We suggest that our findings could be used as the basis for interventions designed to enhance performance in OC use. In particular, we suggest that identification of persons who have low self-efficacy should be prioritized. Then, as suggested by Guthrie et al. [31], providers should promote self-care ability and self-efficacy related to effective OC use by clients. Rote knowledge is insufficient, since contraceptive use requires an ability to generalize and solve problems under unanticipated circumstances, [4]. However, knowledge–behaviour correlations increase among those who increase their self-efficacy and decrease among those who decrease it [32].
Interventions could involve making modifications to existing practice. Providers typically give support for women through counselling sessions and providing feedback on the strengths and limitations of their practice. However, clients with low self-efficacy tend to adopt avoidance coping strategies, and such feedback can further damage self-efficacy. Thus it is crucial for providers to give positive feedback to clients low in self-efficacy, with specific tasks on which clients can compare their progress to an agreed-upon goal. Goal attainment can lead to a perception of progress, and this strengthens self-efficacy, which in turn should motivate clients to continue to improve [33].

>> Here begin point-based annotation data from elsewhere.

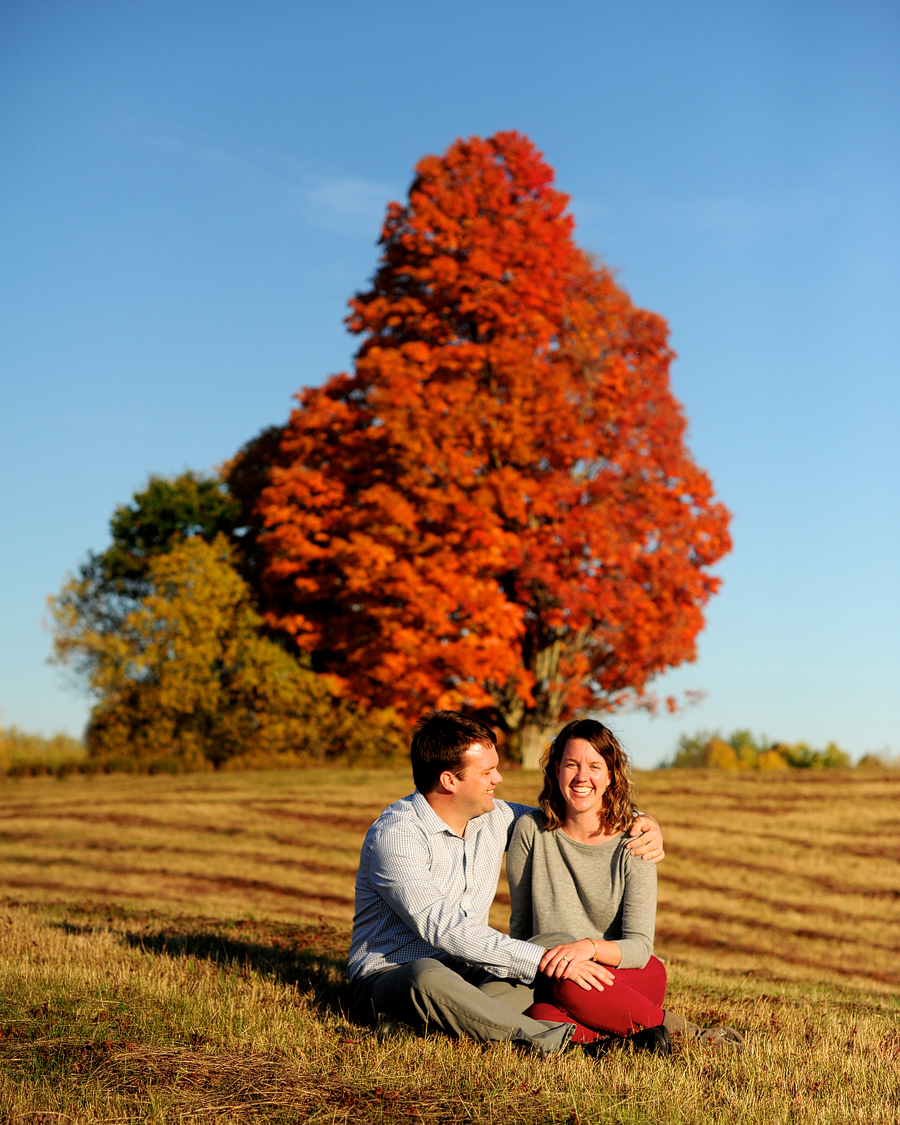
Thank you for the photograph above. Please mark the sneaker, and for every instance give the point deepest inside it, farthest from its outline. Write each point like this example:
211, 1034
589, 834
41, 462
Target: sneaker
655, 1040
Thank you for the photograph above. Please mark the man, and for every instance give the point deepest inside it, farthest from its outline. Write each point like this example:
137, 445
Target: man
422, 951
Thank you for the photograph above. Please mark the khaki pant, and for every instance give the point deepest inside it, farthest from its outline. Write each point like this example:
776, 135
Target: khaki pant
459, 999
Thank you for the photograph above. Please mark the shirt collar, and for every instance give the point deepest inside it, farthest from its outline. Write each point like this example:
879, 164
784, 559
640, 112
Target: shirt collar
429, 817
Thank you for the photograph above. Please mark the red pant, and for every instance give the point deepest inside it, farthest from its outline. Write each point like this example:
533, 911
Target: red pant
632, 1001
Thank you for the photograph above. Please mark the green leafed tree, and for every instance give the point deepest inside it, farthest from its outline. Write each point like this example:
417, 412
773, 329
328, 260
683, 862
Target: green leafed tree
163, 630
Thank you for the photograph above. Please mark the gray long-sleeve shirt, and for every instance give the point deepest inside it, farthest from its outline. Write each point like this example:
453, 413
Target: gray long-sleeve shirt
587, 890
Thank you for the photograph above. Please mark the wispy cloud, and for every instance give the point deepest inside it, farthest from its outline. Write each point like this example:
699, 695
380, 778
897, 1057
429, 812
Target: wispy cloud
347, 204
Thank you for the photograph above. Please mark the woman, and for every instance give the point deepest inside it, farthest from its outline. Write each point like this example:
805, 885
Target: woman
569, 870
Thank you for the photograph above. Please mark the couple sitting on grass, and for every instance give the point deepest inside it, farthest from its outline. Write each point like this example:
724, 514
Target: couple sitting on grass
577, 965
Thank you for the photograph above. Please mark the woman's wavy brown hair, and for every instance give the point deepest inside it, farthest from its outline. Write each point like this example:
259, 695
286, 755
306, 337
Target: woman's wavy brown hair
618, 809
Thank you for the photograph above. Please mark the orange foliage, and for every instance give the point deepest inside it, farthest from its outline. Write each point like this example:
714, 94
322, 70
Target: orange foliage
496, 511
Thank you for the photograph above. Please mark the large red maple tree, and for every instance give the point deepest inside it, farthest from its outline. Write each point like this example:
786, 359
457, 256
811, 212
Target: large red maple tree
496, 511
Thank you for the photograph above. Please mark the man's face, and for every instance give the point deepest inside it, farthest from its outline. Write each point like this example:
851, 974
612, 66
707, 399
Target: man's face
475, 786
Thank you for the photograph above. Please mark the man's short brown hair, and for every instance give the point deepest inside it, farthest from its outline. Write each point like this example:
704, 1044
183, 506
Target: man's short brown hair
440, 741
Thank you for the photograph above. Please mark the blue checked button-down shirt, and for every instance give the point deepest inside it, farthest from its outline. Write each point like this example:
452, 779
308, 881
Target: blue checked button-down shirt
422, 891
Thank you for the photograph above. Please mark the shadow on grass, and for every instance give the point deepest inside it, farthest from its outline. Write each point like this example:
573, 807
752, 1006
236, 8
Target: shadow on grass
312, 959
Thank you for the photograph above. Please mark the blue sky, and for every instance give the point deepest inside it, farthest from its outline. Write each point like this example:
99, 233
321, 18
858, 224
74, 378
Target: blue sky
190, 191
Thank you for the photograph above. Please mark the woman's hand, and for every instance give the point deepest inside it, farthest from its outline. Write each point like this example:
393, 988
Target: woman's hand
646, 839
574, 962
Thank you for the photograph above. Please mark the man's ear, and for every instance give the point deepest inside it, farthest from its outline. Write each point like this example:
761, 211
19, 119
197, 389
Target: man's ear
448, 781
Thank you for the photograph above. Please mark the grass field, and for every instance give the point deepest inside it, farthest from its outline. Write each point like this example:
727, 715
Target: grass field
172, 948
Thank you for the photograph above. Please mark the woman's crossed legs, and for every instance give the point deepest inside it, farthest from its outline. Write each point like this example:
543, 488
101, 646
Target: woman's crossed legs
635, 1000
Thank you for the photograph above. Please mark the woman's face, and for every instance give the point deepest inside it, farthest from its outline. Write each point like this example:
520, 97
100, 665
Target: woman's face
583, 776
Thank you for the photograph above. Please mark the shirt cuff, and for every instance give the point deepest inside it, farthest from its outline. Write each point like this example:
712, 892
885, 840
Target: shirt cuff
525, 961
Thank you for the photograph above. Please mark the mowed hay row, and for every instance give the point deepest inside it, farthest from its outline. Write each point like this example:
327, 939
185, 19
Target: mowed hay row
135, 1019
790, 875
280, 845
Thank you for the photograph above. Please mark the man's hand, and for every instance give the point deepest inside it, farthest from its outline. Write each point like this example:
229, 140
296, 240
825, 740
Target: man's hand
646, 839
573, 963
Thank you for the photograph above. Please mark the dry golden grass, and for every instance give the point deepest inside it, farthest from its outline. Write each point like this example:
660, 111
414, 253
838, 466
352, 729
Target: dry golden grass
172, 948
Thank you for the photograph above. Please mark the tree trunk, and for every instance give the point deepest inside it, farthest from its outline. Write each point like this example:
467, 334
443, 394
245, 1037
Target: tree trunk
533, 741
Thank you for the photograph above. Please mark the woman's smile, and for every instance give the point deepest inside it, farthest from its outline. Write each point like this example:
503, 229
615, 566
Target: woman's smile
583, 776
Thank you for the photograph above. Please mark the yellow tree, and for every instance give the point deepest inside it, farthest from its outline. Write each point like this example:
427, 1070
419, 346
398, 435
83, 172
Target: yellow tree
188, 678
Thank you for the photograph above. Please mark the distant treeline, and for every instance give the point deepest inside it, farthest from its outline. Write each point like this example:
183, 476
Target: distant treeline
21, 754
24, 755
741, 750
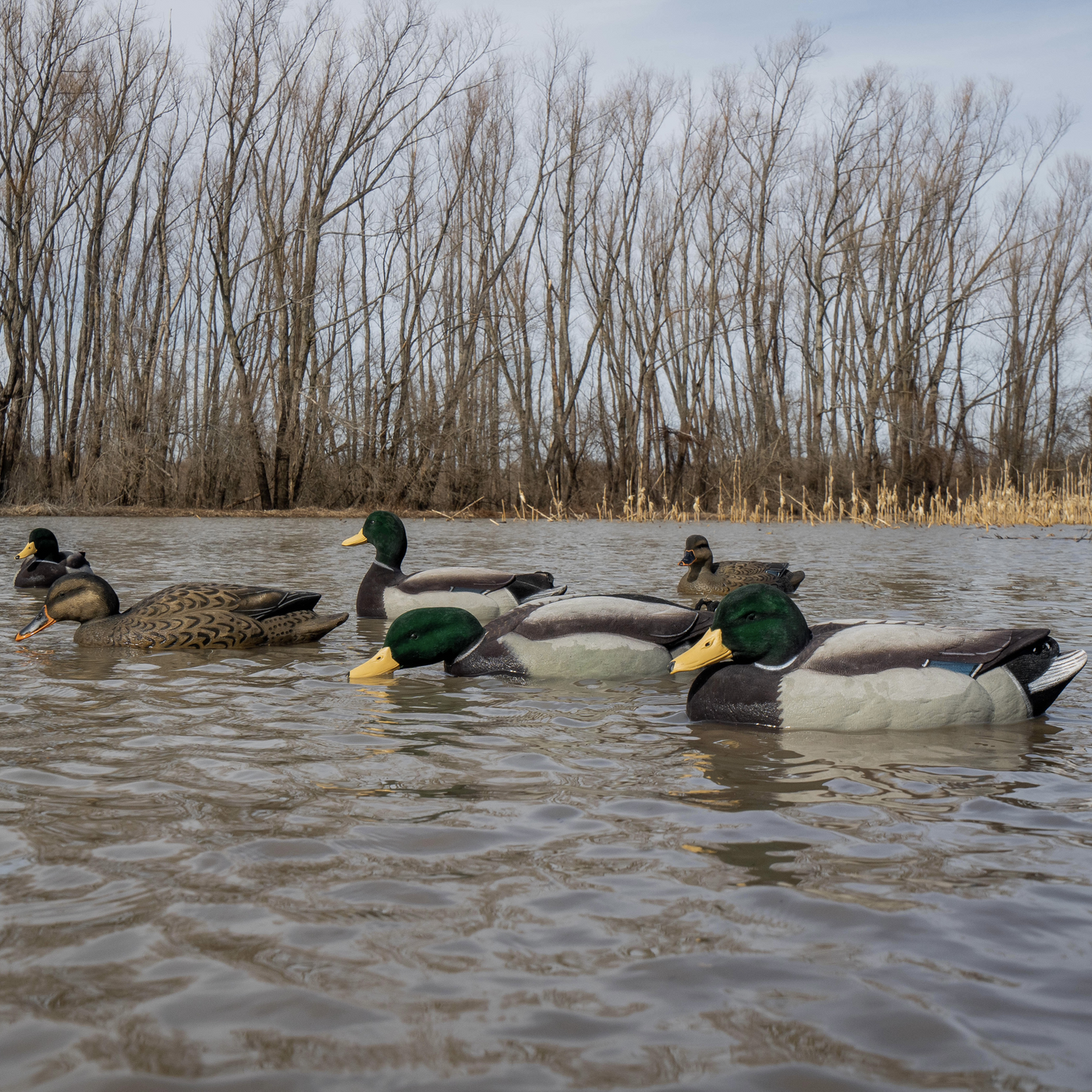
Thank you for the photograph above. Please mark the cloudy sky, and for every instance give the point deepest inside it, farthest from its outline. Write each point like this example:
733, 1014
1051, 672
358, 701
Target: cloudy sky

A second approach to raising self-efficacy could be for providers to encourage clients to develop support groups. Providers could speak with all clients together, and encourage problem-solving practice among groups, and help share problems. It is suggested that self-efficacy could be enhanced through observing others perform successfully [29,34].
In conclusion, the results of the present study showed significant relationships between self-efficacy measures and contraceptive behaviours. We suggest that measures of self-efficacy could be used to identify clients at risk of failing to use OCs and encouraging health providers to develop individualized programmes of support for clients.
Acknowledgements
The authors gratefully acknowledge the institutional Review Board of the Tarbiat Modares University, which approved and supported this project. They also thank Professor Bandura for helpful comments and the clients for their cooperation and participation in the study.